Journaling is one of the hot new productivity trends. The lesson from every podcast I listen to each morning is that productive people journal to get their ideas out of their heads. In my case, I have a pile of failed journals. Until recently, I would buy a journal at the beginning of the year or before a trip with the hopes of filling it with wonderful gems of knowledge and/or elaborate sketches. After two or three weeks, only about a third of the pages are used. The journal moves from my bag to my desk. Eventually, I stash it in a box or closet.
In 2016, I did a small goal setting workshop with a small group of people. One of the things we discussed was to start a morning journal. The goal was to 1). make it a habit every morning to write anything down, and 2). use that habit as a springboard to help achieve my bigger goal of starting a blog. Here are four lessons I learned from one year of journaling.
1. Creating a habit requires commitment
In order for me to succeed at this, I need to confront why my past attempts at journaling failed. The problem I discovered was that most of my previous attempts began at the end of the year when I was experience downtime. That space gave my mind the chance to wander. Once school or work started again, that time disappeared.
This year I mapped out my typical week (pic of schedule). Then I looked for places where I could reserve time for journaling. I found roughly one hour after exercising and before work that I could devote to writing.
Interested in how I structure my day, check out my post on getting up at 4 A.M..
2. Journaling helps capture and process thoughts
When I started this project, people often questioned why journaling was so important? Before I started this, my thoughts were very scattered. I felt that I was spending a lot of time in conversations trying to catch up with the content and context. When I started writing in the mornings, my notes mirrored this disorganization. While it was hard to make sense of the early journals when I look back at them, I found it was a start at recording my experiences. Each entry helped to build on a foundation. Over time I recognized the journals as a process that stepped me through complex issues.

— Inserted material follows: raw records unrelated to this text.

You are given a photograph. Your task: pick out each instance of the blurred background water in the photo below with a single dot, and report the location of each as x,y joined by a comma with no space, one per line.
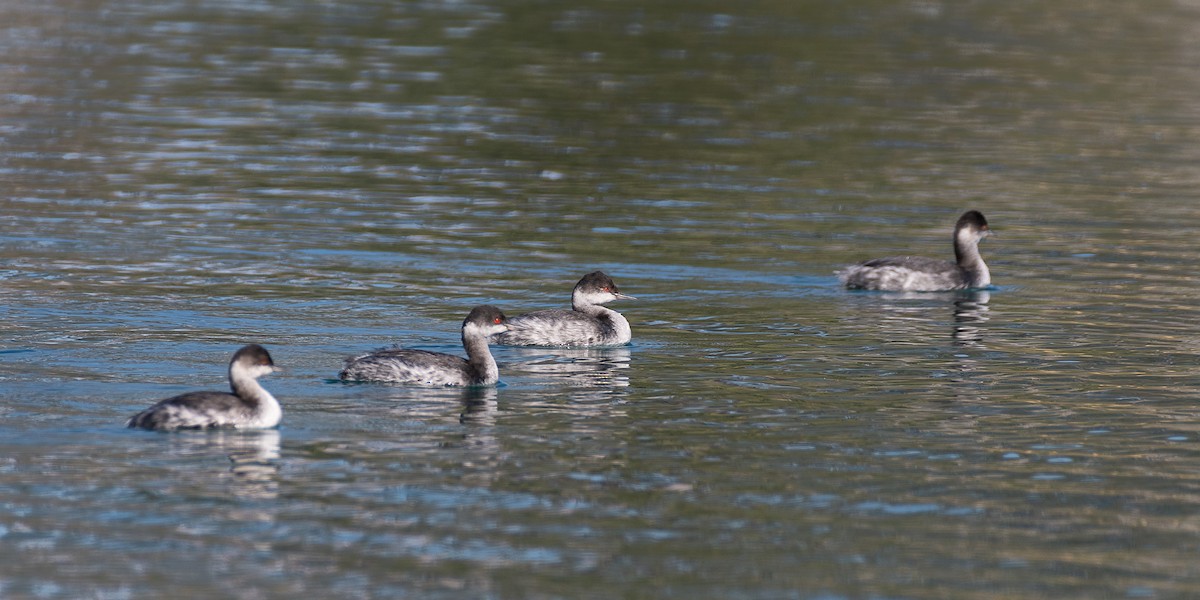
323,178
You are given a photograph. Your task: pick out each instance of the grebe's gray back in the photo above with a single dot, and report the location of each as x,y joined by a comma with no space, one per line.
919,274
402,365
587,324
250,406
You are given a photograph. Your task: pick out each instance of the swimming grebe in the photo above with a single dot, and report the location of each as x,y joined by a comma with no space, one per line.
249,407
587,324
917,274
400,365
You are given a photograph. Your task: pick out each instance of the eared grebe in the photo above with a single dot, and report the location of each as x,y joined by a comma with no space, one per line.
587,324
249,407
917,274
433,367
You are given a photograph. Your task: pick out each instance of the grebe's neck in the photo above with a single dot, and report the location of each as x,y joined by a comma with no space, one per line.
265,409
479,358
966,252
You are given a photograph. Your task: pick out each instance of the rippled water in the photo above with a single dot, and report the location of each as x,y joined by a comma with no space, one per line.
181,179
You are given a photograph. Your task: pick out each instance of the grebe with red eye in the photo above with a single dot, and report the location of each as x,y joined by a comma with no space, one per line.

3. Creating a space for reflection and refinement
Tim Ferriss described writing as a vehicle to improve one’s communication skills. At first, I saw written and verbal communication as different methods. However, I have used these journals to get initial rough ideas out of my head. Once I could see them on the screen, then I better understood how they might fit into a bigger context. The journal allowed me to incubate thoughts before I introduce them in a conversation, project, or a blog post.
4. Learning to communicate with more intention
Ultimately, better communication skills linked to the my ability to add more value to my work and my relationships. One of the most valuable pieces of feedback I received was that I need to speak with more intention. If I was presenting work that I did not invest the time to refine my ideas, then I would end up hopelessly defending designs did very little to solve the problem. Journaling exercises encouraged me to get ideas out early. I could write, reflect, and refine my thoughts in a low risk environment.